By the time they got to the western end of Commercial Road, the streets were too choked with revellers to drive on any further.
‘Wait here,’ she said to the driver, and gave him some money in advance.
‘Where are you going?’ said Tara.
‘There must be someone who can help us.’
Feeling as if this was the bravest thing she had ever done, Evelyn got out of the cab, went up to the first man she saw and said, ‘Do you know Seth Roach?’
‘You looking for him?’ He leered, revealing brown teeth, and took her hand. ‘I just seen him round the corner. Come along and I’ll show you.’
She pulled her hand free and strode on. She wanted desperately to get back in the taxi and go home to Caroline’s, but she’d already failed Tara and she couldn’t fail Sinner too, so she tried three more passers-by, and finally found a man who said, ‘Yeah, I know him. Haven’t seen him, but if he’s anywhere he’s probably in Dabrowski’s.’
‘What’s that?’
‘Dabrowski’s pub. That’s where all the Premierland lads have gone.’
‘Where is it?’
‘Cannon Street Road,’ he said — and when it was obvious that she didn’t have any idea where that was, he gestured with his thumb and added, ‘Few streets down on the right.’
‘Thank you very much.’
After several minutes she found the pub, which had no sign. Dozens of people had overflowed into the street outside, and she endured several wolf-whistles and a pinch on the bottom as she made her way through; then, inside, there was no space to move, and a belligerent song was being sung in an interestingly atonal mode, so she had no choice but to stand where she was and shout at the top of her voice, ‘Does anyone know Seth Roach?’ After she’d shouted it three times the song diminished a little, and suddenly she felt as if every single person in the pub were staring at her. (She’d never been anywhere like this before, and as tremulous as she did feel, there was something exhilarating and libidinous about the crowdedness of the place, the sweat and beer and unforced jubilation all sloshing around under its low wooden ceiling.

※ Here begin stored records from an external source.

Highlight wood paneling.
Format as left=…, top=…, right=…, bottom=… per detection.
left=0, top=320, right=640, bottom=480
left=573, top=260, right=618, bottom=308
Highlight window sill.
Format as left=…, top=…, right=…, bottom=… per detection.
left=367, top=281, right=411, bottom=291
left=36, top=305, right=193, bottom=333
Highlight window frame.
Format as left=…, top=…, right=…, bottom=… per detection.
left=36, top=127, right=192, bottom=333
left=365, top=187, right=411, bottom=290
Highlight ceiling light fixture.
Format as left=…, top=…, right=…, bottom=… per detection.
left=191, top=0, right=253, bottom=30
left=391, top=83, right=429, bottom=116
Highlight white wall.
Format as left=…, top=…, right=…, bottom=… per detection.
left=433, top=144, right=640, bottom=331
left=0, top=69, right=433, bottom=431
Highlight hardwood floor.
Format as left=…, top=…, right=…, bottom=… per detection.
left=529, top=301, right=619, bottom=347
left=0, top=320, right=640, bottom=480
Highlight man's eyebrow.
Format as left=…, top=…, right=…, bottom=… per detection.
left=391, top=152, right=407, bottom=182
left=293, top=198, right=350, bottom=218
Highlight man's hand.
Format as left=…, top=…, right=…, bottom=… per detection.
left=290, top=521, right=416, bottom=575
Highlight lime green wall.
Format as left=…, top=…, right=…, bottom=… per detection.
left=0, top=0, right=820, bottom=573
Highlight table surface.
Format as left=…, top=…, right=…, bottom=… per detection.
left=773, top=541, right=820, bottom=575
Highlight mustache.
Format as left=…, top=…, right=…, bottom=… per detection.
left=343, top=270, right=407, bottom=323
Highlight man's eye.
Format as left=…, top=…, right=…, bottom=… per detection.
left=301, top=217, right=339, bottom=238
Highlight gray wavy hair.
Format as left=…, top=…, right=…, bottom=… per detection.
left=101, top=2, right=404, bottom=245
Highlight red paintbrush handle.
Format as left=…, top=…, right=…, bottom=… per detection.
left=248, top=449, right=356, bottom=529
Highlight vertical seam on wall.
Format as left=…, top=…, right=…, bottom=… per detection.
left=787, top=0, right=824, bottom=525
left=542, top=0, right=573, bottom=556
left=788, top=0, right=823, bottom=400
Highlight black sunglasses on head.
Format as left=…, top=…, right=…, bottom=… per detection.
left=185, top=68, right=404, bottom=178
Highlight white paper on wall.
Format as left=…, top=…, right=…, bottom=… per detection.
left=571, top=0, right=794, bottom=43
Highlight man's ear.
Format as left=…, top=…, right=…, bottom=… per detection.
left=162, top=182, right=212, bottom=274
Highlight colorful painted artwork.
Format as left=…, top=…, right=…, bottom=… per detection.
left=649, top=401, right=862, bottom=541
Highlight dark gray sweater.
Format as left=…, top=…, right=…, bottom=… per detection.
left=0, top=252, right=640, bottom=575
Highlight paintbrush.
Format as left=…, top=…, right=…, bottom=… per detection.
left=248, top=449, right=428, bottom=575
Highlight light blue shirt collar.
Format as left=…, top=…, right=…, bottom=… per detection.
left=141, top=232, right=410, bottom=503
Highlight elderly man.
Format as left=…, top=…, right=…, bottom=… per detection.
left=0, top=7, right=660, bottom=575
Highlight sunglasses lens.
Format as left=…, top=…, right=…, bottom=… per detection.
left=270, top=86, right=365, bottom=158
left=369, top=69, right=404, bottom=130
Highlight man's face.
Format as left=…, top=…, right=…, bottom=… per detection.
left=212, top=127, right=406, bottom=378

She thought of how commonplace her summer adventure with Sinner would probably seem to any of these men and women. And the bold, unruly, port-swilling boys her friends gossiped about at balls, the Wykehamists and Etonians who were ‘really wild, really too wild’: here, they wouldn’t last long enough to recite their middle names.) ‘Does anyone know Seth Roach?’ she said again, trying to keep her voice steady. Several people shouted back what she took to be some unintelligible expletive and all her confidence fled her, until she realised with relief that it was not an expletive but a name. ‘Frink? Frink?’ they were saying.

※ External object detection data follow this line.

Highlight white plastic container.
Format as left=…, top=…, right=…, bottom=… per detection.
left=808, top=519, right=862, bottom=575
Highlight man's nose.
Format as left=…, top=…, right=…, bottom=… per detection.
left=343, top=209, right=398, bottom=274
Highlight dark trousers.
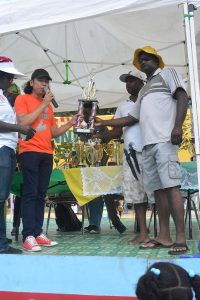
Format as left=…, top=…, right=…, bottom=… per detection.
left=20, top=152, right=53, bottom=241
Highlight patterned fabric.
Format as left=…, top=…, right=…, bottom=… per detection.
left=81, top=166, right=122, bottom=196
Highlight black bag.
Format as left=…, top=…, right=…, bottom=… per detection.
left=55, top=203, right=82, bottom=231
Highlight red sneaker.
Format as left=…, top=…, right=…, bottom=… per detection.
left=22, top=235, right=42, bottom=252
left=36, top=233, right=58, bottom=247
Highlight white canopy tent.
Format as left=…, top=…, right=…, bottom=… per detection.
left=0, top=0, right=200, bottom=111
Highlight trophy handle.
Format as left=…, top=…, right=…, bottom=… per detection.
left=89, top=102, right=97, bottom=128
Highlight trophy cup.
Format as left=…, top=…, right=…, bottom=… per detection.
left=74, top=76, right=98, bottom=134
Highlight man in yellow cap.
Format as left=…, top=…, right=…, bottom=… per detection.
left=95, top=46, right=188, bottom=255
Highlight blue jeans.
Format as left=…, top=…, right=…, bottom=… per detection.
left=88, top=197, right=104, bottom=227
left=20, top=152, right=53, bottom=241
left=0, top=146, right=16, bottom=251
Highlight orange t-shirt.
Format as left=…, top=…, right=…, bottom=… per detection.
left=15, top=94, right=56, bottom=154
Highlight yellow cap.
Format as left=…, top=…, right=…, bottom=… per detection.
left=133, top=46, right=165, bottom=71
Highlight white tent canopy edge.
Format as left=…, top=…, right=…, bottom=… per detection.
left=0, top=0, right=189, bottom=34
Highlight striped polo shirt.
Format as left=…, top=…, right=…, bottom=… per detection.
left=129, top=68, right=185, bottom=147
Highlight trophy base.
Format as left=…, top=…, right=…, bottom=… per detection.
left=74, top=128, right=94, bottom=133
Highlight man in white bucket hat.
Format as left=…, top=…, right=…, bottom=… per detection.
left=0, top=56, right=34, bottom=254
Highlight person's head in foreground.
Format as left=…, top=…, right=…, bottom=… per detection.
left=0, top=56, right=24, bottom=91
left=24, top=69, right=52, bottom=98
left=4, top=82, right=21, bottom=106
left=119, top=70, right=145, bottom=95
left=136, top=262, right=200, bottom=300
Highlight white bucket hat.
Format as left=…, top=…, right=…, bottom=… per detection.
left=0, top=56, right=25, bottom=78
left=119, top=70, right=145, bottom=82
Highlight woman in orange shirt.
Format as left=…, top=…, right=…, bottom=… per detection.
left=15, top=69, right=77, bottom=252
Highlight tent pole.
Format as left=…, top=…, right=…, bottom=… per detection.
left=184, top=4, right=200, bottom=198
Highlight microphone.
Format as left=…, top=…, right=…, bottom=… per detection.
left=44, top=86, right=58, bottom=108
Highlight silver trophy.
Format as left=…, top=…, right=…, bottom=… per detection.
left=74, top=76, right=98, bottom=134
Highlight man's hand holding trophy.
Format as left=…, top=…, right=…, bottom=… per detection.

At last, Frink was produced from the back of the pub.
‘Yes, miss?’ He held a pint of beer in each hand.
‘You know Seth Roach.’
‘I knew him, indeed. But I ain’t seen him in over a year. You a friend of his?’
Evelyn was deeply grateful to this kind-looking man for asking that question without a hint of sarcasm or incredulity. ‘He’s dead,’ she said.
Frink’s face fell, but he didn’t look very surprised by the news. ‘Well. That’s a sorry thing to hear. I do thank you for coming to tell me.’
‘How old was he?’
‘Would have been eighteen, if I remember right. Does his mother know?’
Evelyn had never thought about Sinner having parents, any more than one thinks about a thunderstorm having parents. ‘No. But I need your help.’
‘With the funeral? I’ll put in what I can,’ said Frink, but a bit sceptically this time — Evelyn didn’t look poor.
‘It’s not that,’ said Evelyn, and she did her best to explain about Sinner’s terrible debt to her brother. He listened with a frown. ‘Is there anything you can do to help us?’ she finished. ‘To help him?’
‘You mean, bury a body so no one can find it?’ said Frink. ‘That’s not my line of work, miss. Never has been. I’m sorry.’